Rebels take full control of crash site; Kerry accuses Russia of complicity


Associated Press

TOREZ, Ukraine

Rebels in eastern Ukraine took control Sunday of the bodies recovered from downed Malaysia Airlines Flight 17, and U.S. and European leaders demanded that Russian President Vladimir Putin make sure rebels give international investigators full access to the crash site.

U.S. Secretary of State John Kerry said Ukraine’s separatists were to blame for the downing of the aircraft, adding there was “extraordinary circumstantial evidence” that showed Russia was almost certainly complicit in arming the rebels.

“There’s a stacking up of evidence here, which Russia needs to help account for. We are not drawing the final conclusion here. But there is a lot that points at the need for Russia to be responsible,” Kerry said on NBC’s “Meet the Press” television show.

The key question of who controlled the collection of evidence at the sprawling crash site in rebel-held territory dominated the day’s rapid-fire developments. International monitors say armed rebels have limited their access to the crash site and Ukrainian officials said armed rebels took the bodies away from their workers by force.

Ukraine and the separatists accuse each other of firing a surface-to-air missile Thursday at Malaysia Airlines Flight 17 as it flew from Amsterdam to Kuala Lumpur some 33,000 feet (10,000 meters) above the battlefields of eastern Ukraine. Both deny shooting down the plane.
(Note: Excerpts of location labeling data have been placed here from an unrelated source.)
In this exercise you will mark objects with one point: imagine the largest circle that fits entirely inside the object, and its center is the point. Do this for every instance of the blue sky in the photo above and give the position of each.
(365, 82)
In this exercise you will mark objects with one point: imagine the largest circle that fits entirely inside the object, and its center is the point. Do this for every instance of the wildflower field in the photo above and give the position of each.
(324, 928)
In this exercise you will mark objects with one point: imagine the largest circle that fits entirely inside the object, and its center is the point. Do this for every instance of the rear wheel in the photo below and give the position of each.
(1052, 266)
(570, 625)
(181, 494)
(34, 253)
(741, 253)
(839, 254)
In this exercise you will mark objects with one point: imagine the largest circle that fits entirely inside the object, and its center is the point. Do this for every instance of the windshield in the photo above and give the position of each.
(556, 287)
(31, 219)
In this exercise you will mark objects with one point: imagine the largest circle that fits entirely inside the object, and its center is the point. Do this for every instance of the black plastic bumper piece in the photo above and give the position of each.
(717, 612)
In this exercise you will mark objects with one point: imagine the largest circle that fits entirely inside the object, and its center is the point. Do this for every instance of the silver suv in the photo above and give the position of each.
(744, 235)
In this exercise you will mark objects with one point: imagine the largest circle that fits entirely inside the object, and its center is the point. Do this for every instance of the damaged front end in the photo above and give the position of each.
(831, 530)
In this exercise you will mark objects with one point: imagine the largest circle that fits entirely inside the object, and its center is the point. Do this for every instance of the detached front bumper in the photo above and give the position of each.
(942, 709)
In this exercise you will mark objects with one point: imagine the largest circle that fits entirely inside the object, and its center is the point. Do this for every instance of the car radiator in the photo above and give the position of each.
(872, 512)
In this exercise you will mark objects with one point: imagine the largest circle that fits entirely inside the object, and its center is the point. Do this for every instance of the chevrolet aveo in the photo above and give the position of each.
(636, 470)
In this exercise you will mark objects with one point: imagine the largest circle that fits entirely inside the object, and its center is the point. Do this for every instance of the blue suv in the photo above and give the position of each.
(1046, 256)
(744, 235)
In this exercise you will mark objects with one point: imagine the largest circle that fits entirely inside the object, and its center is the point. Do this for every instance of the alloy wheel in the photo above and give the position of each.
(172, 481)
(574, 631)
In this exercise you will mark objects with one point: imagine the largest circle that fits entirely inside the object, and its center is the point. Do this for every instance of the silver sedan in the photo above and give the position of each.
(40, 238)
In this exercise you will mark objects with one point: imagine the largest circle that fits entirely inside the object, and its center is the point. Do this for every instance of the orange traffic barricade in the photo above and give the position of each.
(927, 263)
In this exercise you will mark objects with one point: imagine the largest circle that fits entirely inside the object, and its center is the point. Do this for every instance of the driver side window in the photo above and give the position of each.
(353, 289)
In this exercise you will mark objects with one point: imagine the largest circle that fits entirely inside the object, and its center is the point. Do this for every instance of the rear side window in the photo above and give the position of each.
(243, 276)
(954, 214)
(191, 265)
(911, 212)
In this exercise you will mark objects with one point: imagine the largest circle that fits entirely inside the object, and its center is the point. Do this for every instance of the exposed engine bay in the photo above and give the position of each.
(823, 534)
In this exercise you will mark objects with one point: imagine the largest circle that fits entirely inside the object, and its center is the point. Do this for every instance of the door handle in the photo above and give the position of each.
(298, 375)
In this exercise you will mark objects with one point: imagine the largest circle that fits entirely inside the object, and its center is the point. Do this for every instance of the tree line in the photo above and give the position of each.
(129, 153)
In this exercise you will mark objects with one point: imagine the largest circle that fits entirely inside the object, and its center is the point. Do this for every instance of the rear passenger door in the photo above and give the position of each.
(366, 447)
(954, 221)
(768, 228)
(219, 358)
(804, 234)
All those onboard the flight — 283 passengers and 15 crew — were killed.

A wave of international outrage over how the bodies of the plane crash victims were being handled came amid fears that the armed rebels who control the crash site could be tampering with the evidence there.

Donetsk rebel leader Alexander Borodai said the bodies recovered from the crash site would remain in four refrigerated train cars in the rebel-held town of Torez, 15 kilometers (9 miles) from the crash site, until the arrival of an international aviation delegation.